A foremost journalist of his time, Nikolai Alekseevich Polevoi was born into a prosperous merchant family in Irkutsk, Russia, on June 22, 1796. Polevoi did not receive a regular education because he was expected to work in the family business. He did, however, read voraciously from the extensive library of his father, Aleksei Evsev’evich Polevoi, who did not approve of his literary aspirations. In 1811, Polevoi was sent to Moscow for a year on business; once there he secretly attended university lectures, studying Russian grammar and foreign languages. After Polevoi’s first publication, an article on the czar’s trip through Kursk in Russkii vestnik in 1817, his articles began to appear in journals regularly and he gained his father’s approval. He moved to Moscow in 1820 to expand the family business, and by 1825 had founded what became the leading journal of his day.
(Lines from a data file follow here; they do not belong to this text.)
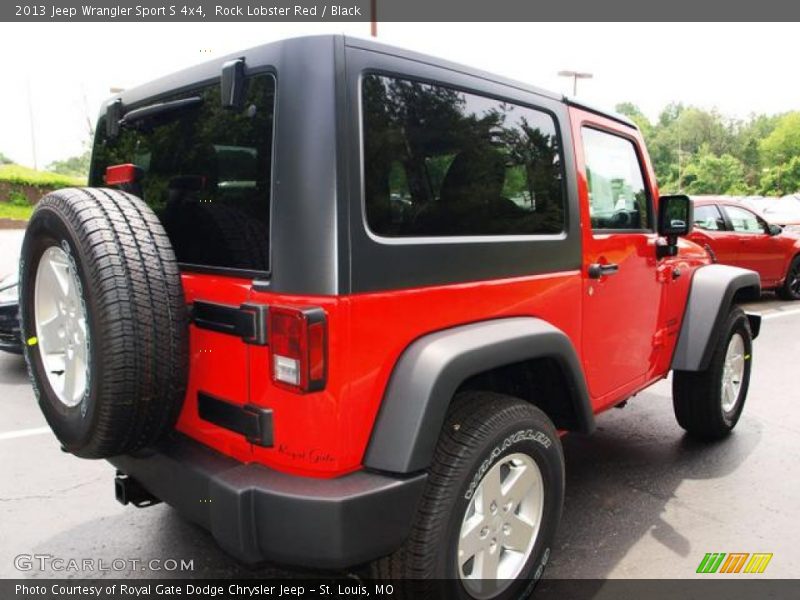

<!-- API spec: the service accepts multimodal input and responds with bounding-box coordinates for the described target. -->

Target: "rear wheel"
[373,392,564,599]
[673,307,752,440]
[777,255,800,300]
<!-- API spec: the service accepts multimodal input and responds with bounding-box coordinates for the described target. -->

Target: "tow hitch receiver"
[114,473,161,508]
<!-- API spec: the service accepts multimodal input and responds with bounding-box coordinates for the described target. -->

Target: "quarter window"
[362,74,566,237]
[582,127,651,231]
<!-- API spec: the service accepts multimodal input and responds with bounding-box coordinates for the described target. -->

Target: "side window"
[581,127,651,231]
[724,205,766,234]
[694,204,726,231]
[362,74,566,237]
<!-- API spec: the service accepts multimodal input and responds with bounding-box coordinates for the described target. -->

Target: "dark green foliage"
[615,103,799,196]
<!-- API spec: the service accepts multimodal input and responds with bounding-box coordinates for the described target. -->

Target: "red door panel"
[738,234,786,283]
[570,109,663,406]
[688,228,740,264]
[722,203,785,284]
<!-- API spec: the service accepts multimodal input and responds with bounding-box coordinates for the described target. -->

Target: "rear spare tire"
[20,187,189,458]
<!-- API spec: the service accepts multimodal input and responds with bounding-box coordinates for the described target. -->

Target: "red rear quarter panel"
[177,271,582,477]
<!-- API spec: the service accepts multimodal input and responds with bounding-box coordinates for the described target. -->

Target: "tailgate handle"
[198,392,273,447]
[191,300,267,345]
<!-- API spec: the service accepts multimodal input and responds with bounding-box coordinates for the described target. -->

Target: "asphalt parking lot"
[1,230,799,580]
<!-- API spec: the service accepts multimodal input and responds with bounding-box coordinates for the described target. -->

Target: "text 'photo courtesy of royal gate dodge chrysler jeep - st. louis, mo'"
[16,35,763,599]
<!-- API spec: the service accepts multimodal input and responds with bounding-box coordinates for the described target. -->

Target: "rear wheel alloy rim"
[34,246,89,407]
[721,333,745,414]
[457,452,544,598]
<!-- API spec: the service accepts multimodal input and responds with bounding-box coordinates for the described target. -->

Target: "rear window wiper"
[119,96,203,128]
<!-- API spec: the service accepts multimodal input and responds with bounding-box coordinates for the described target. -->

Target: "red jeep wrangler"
[19,36,761,598]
During its ten-year run the broad-minded Moskovskii telegraf published a wide range of content, including literature, literature in translation, artwork, criticism, and articles on the arts and sciences, politics, and current events both domestic and international.

Polevoi himself was tireless in his journalistic pursuits and contributed nearly half of Moskovskii telegraf’s content, including translations of William Shakespeare’s Hamlet (1604) and of the German Romantic writers E. T. A. Hoffmann, August Wilhelm Schlegel, Friedrich Schiller, Friedrich Wilhelm Joseph von Schelling, and Johann Wolfgang von Goethe. Polevoi’s critical article on Alexander Pushkin’s Evgeny Onegin (1823-1831; Eugene Onegin, 1881) in 1825 posits the work’s cross-generic mode as indicative of a new type of literature. In what was perhaps his most lauded article, “O romanakh V. Giugo i voobshche o noveishikh romanakh” (1932), Polevoi examines the novels of Victor Hugo and modern novels generally and suggests that the novel is both an artifact and a mechanism of freedom. Concurrent with his editorial efforts, Polevoi wrote Istoriia russkogo naroda, a six-volume history of the Russian people concerned, in part, with ideas of national identity and place.

When Moskovskii telegraf was closed by government censors in 1834, Polevoi continued to write numerous works, including historical studies of Peter the Great and Napoleon, essays, reviews, historical dramas (popularly but not critically acclaimed), and fiction. His novels, Kliatva pri grobe Gospodnem (1832) and Abbaddonna (1833), and his collection of short stories and novellas, Mechty i zhizn’ (1834), were moderately successful in their initials runs and have since enjoyed posthumous republication. While prolific in his literary endeavors, Polevoi is best remembered for his work as an editor, publisher, and journalist. By way of Moskovskii telegraf he helped to make literature and vital aesthetic, political, and topical issues available to a large audience. Polevoi’s own critical articles contributed to the evolution of Russian Romanticism and prose.